Хотя одежда, странный выговор посла, необычное его поведение и тетрадь в черной обложке и привлекали всеобщее внимание, а в караван-сараях не любили "кяфиров", но к этому человеку относились уважительно, беспрекословно выполняли все его требования: он направлялся к самому шаху...
20. ПЕСЧАНЫЙ СМЕРЧ
Утром купец Рафи почувствовал себя лучше. Встал, с удовольствием позавтракал сыром, хлебом и халвой, которые Ибрагим принес из ханагяха для всех троих. Заварили в черном сосуде имбирь и выпили. В этот момент послышался звон колокольчика, предупреждающий о приближении каравана. С удивительным проворством, неподобающим его возрасту, Рафи вскочил с места и велел Айтекин собираться.
- Пойдем, я себя уже сносно чувствую. Если и этот караван пропустим, аллах знает, сколько еще дней придется ждать.
Дожидаясь каравана, растянувшегося по дороге, Рафи с нетерпением прохаживался по двору. Караван обязательно должен остановиться здесь. Так и есть, вот караван поравнялся с ханагяхом... При виде старшего купца, восседавшего на породистом арабском скакуне, у Рафи просветлели глаза: это был его давний знакомый Гаджи Салман, и он радостно прошептал: "Какая удача! Гаджи Салман - надежный человек".
...Подбежав к каравану, Рафи протянул обе руки купцу, приветствовал его с подобострастной улыбкой:
- Ассаламалейкум, Гаджи, дай тебе аллах всяческих благ в путешествии!

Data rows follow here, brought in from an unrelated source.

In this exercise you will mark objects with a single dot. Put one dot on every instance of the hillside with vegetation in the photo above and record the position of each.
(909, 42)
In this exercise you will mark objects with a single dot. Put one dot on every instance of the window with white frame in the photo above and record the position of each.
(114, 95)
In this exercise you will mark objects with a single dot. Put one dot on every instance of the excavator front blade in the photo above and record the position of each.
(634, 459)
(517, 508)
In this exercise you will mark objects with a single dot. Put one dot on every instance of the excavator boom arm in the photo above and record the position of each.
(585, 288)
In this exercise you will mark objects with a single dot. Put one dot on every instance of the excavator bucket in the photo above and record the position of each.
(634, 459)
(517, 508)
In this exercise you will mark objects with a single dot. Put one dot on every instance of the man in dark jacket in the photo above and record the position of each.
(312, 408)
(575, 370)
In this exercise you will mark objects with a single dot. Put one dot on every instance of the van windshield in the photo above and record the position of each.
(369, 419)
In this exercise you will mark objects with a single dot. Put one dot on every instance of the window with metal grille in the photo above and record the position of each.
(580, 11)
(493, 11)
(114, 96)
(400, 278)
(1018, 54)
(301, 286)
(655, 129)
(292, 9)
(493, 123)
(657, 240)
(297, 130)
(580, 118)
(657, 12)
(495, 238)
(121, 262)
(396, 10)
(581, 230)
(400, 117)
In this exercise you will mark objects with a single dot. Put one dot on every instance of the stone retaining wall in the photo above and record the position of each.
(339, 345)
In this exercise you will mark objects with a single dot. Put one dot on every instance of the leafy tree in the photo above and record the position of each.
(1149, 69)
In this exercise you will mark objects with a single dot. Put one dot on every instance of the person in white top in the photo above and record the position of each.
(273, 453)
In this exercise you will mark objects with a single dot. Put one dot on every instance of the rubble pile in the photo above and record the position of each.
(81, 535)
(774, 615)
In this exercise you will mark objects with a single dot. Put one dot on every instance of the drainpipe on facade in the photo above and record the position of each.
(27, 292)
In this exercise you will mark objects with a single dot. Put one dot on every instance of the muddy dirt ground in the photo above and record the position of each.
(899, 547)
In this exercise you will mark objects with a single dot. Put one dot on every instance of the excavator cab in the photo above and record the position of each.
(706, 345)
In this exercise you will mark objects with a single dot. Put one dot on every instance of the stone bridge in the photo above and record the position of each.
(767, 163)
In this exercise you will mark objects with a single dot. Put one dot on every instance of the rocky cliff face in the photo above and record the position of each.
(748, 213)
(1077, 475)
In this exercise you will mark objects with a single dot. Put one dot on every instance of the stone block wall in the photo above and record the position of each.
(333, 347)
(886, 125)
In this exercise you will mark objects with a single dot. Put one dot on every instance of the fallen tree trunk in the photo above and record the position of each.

- Алейкумассалам. И тебе того же.
Гаджи Салман абсолютно не доверял этому умильному щенячьему взгляду, этой показной сердечности. Ему была хорошо известна подлая и жадная натура Рафи, которого он презирал всей душой. "Скряга", - отзывался Гаджи-Салман о Рафи. Отдав распоряжение наполнить бурдюки водой из расположенного рядом с ханагяхом водоема, Гаджи Салман спешился и, чтобы размять ноги, стал прохаживаться. Пока сарбан и остальные погонщики запасали воду, Рафи не отходил от купца. Наконец, тот спросил:
- Рафи-ага, что это ты делаешь здесь?
Обрадованный, что Гаджи Салман наконец-то обратил на него внимание, Рафи поспешно ответил:
- Да ниспошлет аллах тебе здоровья, Гаджи! В караван-сарае Ибадуллаха меня схватила сильная лихорадка. Все-таки я решил продолжить путь, но возле ханагяха силы совсем оставили меня. Один дервиш пожалел, устроил здесь. Теперь я, слава богу, здоров и как раз поджидал попутный караван. Но на такую удачу и рассчитывать не смел. Как говорится, искал я тебя на небе, а бог - на земле послал. Не в сторону ли Тебриза направляешься?
- Да.
- Гаджи, ветер поднимается! - сказал бежавший в это время к старшему купцу дервиш.
Услышав это, Гаджи Салман заторопился, и отмахнувшись от Рафи, следом за дервишем направился к ханагяху.